Michele Borba, a psychological expert, has summarized 7 elements that help children grow up to be successful and lead a more comfortable life:
Confidence
Confident children tend to have a more successful life than those who lack this quality. Confidence is the result of doing well, where children dare to face obstacles, find solutions, and overcome them on their own. Confident children know that they can fail but also recover, which is why we must free ourselves from negative emotions. However, parents should not equate confidence with self-esteem. Confidence means understanding one’s inner strength and believing in oneself to overcome difficulties, while self-esteem means valuing kindness and rejecting help when one is capable of doing it on their own.
Empathy
Empathy can take three forms: emotional empathy, which involves sharing and sensing others’ emotions; compassionate empathy, which motivates us to act with hidden sincerity; and cognitive empathy, which means understanding others’ thoughts or putting ourselves in their shoes. Children who empathize with others when they grow up tend to be trusted and trusted individuals.
To create empathy in children, parents can follow these methods:
Label emotions: Intentionally name the emotions in context to help children build emotional vocabulary: “You seem happy!”; “You seem upset.”
Ask questions to the child: Before a situation, ask questions to the child such as “How does it make you feel?”; “You seem scared. Did mommy/daddy do the right thing?”.
Share emotions: Children can share their emotions when they feel safe and when they see their parents willing to share their emotions with them. Therefore, to help children share their emotions, you also need to create a space for sharing your own emotions. You can say things like “Mom doesn’t sleep much, so she’s irritable”; “Mom feels bored with this book,” which helps children get used to sharing their own emotions.
Pay attention to others: When in front of a crowd, you can make your child aware of everyone’s body language. For example, ask “What do you think that man is feeling?”; “Have you ever felt like this?”.
Autonomy
A child with autonomy will learn to control their own emotions and thoughts. One way to teach autonomy is to give signals. Some children have difficulty switching between activities. That’s why teachers use “attention signals” such as bells or verbal signals, saying “Put your pencil down, look up.”
Here are some phrases that can help parents get their child’s attention: “Mommy/daddy needs your attention in a minute”; “Are you ready to listen?”. Another technique is to use tense pauses. Slowing down gives children time to think. Teach them “pause reminders” that they can use to remind themselves to pause and think before acting: “If you’re angry, count to 10 before responding”; “When in doubt: Stop, think, calm down”; “Don’t say anything you don’t want others to say about you.”
Integrity
Children with integrity will build trust with the community, helping them establish their value in life. To teach children integrity, you need to walk the talk and lead by example. Parents also need to listen and be patient with their children to foster integrity in them.
Curiosity
Curiosity is not a bad thing; it stimulates children to explore. However, they need to be curious about things that are useful, not just to gossip or speak ill of others, invade others’ privacy.
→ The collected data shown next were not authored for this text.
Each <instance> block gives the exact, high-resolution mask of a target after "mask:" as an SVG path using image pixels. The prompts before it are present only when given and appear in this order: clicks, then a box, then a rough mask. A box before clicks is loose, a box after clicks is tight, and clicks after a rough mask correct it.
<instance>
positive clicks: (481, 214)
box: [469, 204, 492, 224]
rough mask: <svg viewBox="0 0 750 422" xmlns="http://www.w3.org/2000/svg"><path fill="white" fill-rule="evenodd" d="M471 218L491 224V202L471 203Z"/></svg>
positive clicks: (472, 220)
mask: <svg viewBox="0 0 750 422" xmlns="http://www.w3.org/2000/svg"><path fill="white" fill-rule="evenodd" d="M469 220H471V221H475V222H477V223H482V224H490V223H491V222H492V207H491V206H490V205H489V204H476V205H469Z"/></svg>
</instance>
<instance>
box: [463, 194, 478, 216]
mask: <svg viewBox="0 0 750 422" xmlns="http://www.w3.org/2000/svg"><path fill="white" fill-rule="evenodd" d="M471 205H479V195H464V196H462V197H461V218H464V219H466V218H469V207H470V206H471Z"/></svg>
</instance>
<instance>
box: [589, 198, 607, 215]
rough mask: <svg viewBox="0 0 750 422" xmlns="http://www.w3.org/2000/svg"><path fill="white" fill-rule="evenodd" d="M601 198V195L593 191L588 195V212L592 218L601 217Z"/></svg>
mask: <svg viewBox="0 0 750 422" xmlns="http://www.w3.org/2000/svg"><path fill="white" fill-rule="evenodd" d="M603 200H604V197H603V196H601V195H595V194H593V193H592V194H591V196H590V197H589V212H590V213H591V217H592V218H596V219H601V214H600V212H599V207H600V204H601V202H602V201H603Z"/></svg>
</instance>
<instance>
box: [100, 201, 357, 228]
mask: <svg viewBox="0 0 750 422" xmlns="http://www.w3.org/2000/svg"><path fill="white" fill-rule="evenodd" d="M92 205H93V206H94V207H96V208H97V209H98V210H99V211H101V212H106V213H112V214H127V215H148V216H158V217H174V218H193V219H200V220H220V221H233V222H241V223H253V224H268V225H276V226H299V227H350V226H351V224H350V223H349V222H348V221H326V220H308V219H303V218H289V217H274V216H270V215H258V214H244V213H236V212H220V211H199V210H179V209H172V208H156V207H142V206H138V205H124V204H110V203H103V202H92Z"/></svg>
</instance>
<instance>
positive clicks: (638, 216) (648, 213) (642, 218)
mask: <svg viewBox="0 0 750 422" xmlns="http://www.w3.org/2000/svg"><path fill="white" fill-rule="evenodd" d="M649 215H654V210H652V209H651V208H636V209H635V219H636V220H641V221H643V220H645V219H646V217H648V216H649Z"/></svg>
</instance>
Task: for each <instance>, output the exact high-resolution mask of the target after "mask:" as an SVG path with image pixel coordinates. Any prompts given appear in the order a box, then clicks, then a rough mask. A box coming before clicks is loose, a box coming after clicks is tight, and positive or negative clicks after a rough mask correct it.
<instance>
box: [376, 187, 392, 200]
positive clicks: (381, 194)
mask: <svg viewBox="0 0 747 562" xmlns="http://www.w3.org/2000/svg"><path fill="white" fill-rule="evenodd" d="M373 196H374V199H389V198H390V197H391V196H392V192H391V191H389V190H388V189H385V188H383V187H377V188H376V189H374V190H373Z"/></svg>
You can stimulate curiosity in your child with interesting games for them to explore and stimulate their curiosity to achieve specific entertainment achievements. To stimulate your child’s curiosity, you can frequently use phrases like “Let’s see what will happen!”. Instead of providing an answer, ask: “What do you think?”; “How do you know?”; “How can you find out?”
Finally, when reading a book, watching a movie, or just passing by someone, use questions like “Mom/dad doesn’t know where she’s going”; “Mom/dad wonders why they did that”; “Mom/dad wonders what will happen next”.
Perseverance
Perseverance is a characteristic of successful individuals. Those who lack perseverance or give up are considered failures. Therefore, one must persevere to achieve goals. Teach your child perseverance by being persistent and patient. Encourage your child when they have not accomplished anything yet. Encourage them for the joy of accomplishment. Show them that perseverance has meaning, and they will follow suit.
Optimism
Optimistic children see challenges and obstacles as temporary and surmountable, so they are more likely to succeed. Optimism also makes it easier for children to connect with the world. People like optimistic individuals more than individuals who are insecure and prone to negative talk.
To make children optimistic, parents cannot be negative or complain all the time. Therefore, when facing any difficulties, look for the most positive direction because if you think it’s difficult, nothing will change, but if you look in the most positive direction, you may find a better solution.
Therefore, to help your child become successful individuals, the first thing is for parents to change their mindset to approach these elements. From there, you can teach your child these things.